PRASASTI TANGGA DJAMBAN
Terletak di pinggirang soengai Tjisadane
Tangerang
Jang didirikan pada taon 1873 masehi
Ini adalah lisjt dari sekoempoelan
itoe orang orang
Boediman berdjoemlah 81 orang jang soedah boleh
Melakoekan soeatoe perboewatan moelia
oentoek
Mendoekoeng itoe oesaha dari sarikat
Boen Tek Bio
Mengoempoelken oeang sebesar 18.156
Toen (ringgit
Belanda) oentoek melakoeken pemboeatan 30 (tiga
Poeloeh) boeah djalan dan joega bikin
peraoe dan laennja.
Batoe parengatan ini ditoeliskan pada
taon kasebelas
Sewaktoe pemerentahan Kaisar Thong
Tjie (masehi 1873).
Udaya Halim, Seorang
pejuang kehidupan dan pendidikan asal Tangerang, Banten. Masa
kecil udaya halim adalah sebuah perjuangan. Udaya hanya
seorang anak yang hanya bersekolah sampai SMP
setelah itu, anak ke 4 dari 8 bersausara itu harus menjadi
pelayan toko di Pasar Baru. Meski putus sekolah, udaya
tak memupus harapannya untuk belajar,
terutama belajar bahasa inggris. Dengan
memilah-milah uang sakunya, ia bisa memenuhi
keinginannya untuk membayar kursus bahasa inggris.
Dengan perjuangan yang tak
mudah, akhirnya udaya bisa berangkat dan belajar
bahasa inggris di sekolah bahasa di Bournemouth yg
bernama King’s. Dengan upaya keras juga, akhirnya Udaya
memiliki lembaga kursus yang diberi nama King’s English
Course. Dan di tahun 1992 lembaga ini resmi menjadi
perwakilan resmi King’s England.
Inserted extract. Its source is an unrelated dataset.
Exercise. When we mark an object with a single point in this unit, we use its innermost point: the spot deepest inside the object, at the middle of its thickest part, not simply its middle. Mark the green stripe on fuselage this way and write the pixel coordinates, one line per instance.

Bukan saja menjadi perwakilan di indonesia,
tetapi juga menjadi business alliance, bahkan lembaga itu kini menjadi
satu-satunya pemilik IBEC yang menjadi perwakilan resmi dari 25 universitas
terkemukan di Inggris.
Saat kerusuhan
terjadi tahun 1997, Udaya dan keluarga terpaksa hijrah ke
Perth, Australia. Disana ia belajar dan membuka usaha
hingga sukses. Meski punya pengalaman buruk dengan kerusuhan
tahun 1997 itu, tapi Udaya tetap menunjukkan kecintaannya pada
Indonesia. Ia kembali ke tanah air tahun 2004 lalu, kemudian
mendirikan sekolah yang diberi nama Prince’s Creative School dan
menjadi konsultan bagi anak-anak yang bermasalah. Ia bahkan menjual
sahamnya di beberapa institusi di Perth, dimana ia menjabat sebagai direktur
agar dapat lebih fokus mengembangkan sekolah ini. Selain itu, Udaya
merasa terpanggil untuk menyelamatkan bangunan bersejarah di dekat
kelenteng Boen Tek Bio di kawanan cina benteng, tangerang,
yang ia akan jadikan museum benteng heritage.
2.4 Kawasan Pasar Lama
Bukan saja pernah menjadi pusat perniagaan di kota
Tangerang tetapi juga merupakan cikal bakal berdirinya kota Tangerang. Hampir
setiap orang tahu bahwa kawasan pusat kota Tangerang itu disebut Benteng. Sebagai bukti sejarahnya pal kota
yang berfungsi sebagai Zero point pernah berada di ujung jalan Cilame yang
merupakan pintu masuk ke Pasar Lama, tidak jauh dari Gedung Pendopo Tangerang
yang sebetulnya juga gedung yang mempunyai nilai sejarah berdirinya
kepemerintahan di Tangerang.
Perimeter kota Tangerang hanya
sebatas bagian Utara menuju ke Barat Laut menyeberangi sungai Cisadane hanya
sampai gedung bioskop Centrum yang kemudian berganti nama menjadi Bhumiyamca (
Bumex ) serta rumah pesta Ong Kim Tjeng yang merupakan tempat dimana warga
Tionghoa Tangerang merayakan pesta perkawinan dengan hiburan berupa Gambang
Kromong dan tari cokeknya yang terkenal. Kedua tempat ini terletak ditepi
sungai Cisadane. Jalan ini menuju kearah Balaraja dan kota Serang – Banten
sehingga nama jalan ini disebut jalan Serang.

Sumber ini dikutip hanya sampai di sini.